A well-designed weight will lessen the actuator force required to change the pitch of the blade.
and seeing that this blade is whizzing at 2500+ rpm makes it more crucial.

Not sure I understand exactly what is going on here, but Harry is sure.


PaulH51
QUOTE (PDP8E @ Apr 25 2021, 05:55 AM) *
What is the purpose of the 'horns' on the rotor blades (see below)

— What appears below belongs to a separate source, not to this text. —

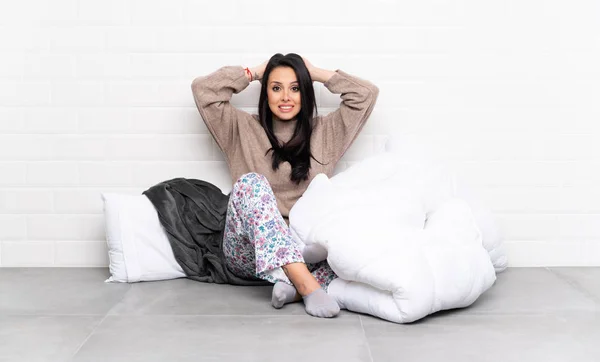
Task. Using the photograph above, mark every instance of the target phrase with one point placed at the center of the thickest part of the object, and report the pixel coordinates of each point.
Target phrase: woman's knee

See this PDF: Mars Helicopter Technology Demonstrator "PDF LINK"
Click to view attachment
QUOTE
Chinese weights provide a restoring force on the blade moments when under centrifugal loads thereby reducing the torque requirements on the swashplate actuators.

Wiki adds this:
QUOTE
'The purpose of the weights is to oppose the so-called 'tennis racket effect' that causes the blades to exert a force that tends to return them to zero pitch'
PDP8E
thanks Paul!
fredk
By fluke the tiny bit of horizon we can see in the helicopter view has revealed a bit of the far SE rim that we couldn't see from ground level. (Ie the local horizon dropped a bit when we climbed the 5 metres.) Here's a comparison of that airborn shot with a navcam view from sol 35, at the dropoff location, with some features identified:
Click to view attachment
Ingenuity's already showing us how she can be useful!
rlorenz
QUOTE (john_s @ Apr 19 2021, 08:54 PM) *
Thought of that, but the rectangular solar panel is higher still and has a black shadow. So no.
John


I heard that it may be due to the fact that the camera does not have a physical shutter. The storage area on the chip has some light leak, and given that the actual exposure time is so short, the signal due to leak * readout time is significant. This leak dilutes the contrast of nonpersistent shadows (i.e. the blade) but not shadows that are constant during the readout time...
mcaplinger
QUOTE (rlorenz @ Apr 24 2021, 05:47 PM) *
I heard that it may be due to the fact that the camera does not have a physical shutter.

Yes, this was described in post #175 upthread and a link in that post. The camera has some residual response even after the electronic global shutter is "closed".
john_s
QUOTE (fredk @ Apr 24 2021, 05:18 PM) *
By fluke the tiny bit of horizon we can see in the helicopter view has revealed a bit of the far SE rim that we couldn't see from ground level. (Ie the local horizon dropped a bit when we climbed the 5 metres.) Here's a comparison of that airborn shot with a navcam view from sol 35, at the dropoff location, with some features identified

Ingenuity's already showing us how she can be useful!


Nice! Turning your composite on its side gives some funky and rather extreme stereo.

John
Art Martin
I'm seeing some indication on Twitter that the 3rd flight was successful and they are waiting for data transfer now.

This just showed up on the rover page.

https://mars.nasa.gov/news/8930/nasas-ingen...n-third-flight/
fredk
QUOTE (Andreas Plesch @ Apr 24 2021, 04:46 AM) *
The helicopter lens seems to be wide angle, fish-eye, with heavy distortion away from the center.

The new image from the 2nd flight confirms this - the horizon clearly shows heavy barrel distortion. The FOV is around 47 deg, so comparable to roughly 33mm on a full-frame sensor, which isn't nearly as wide as typical fisheys. I guess these optics were chosen to minimize weight/size.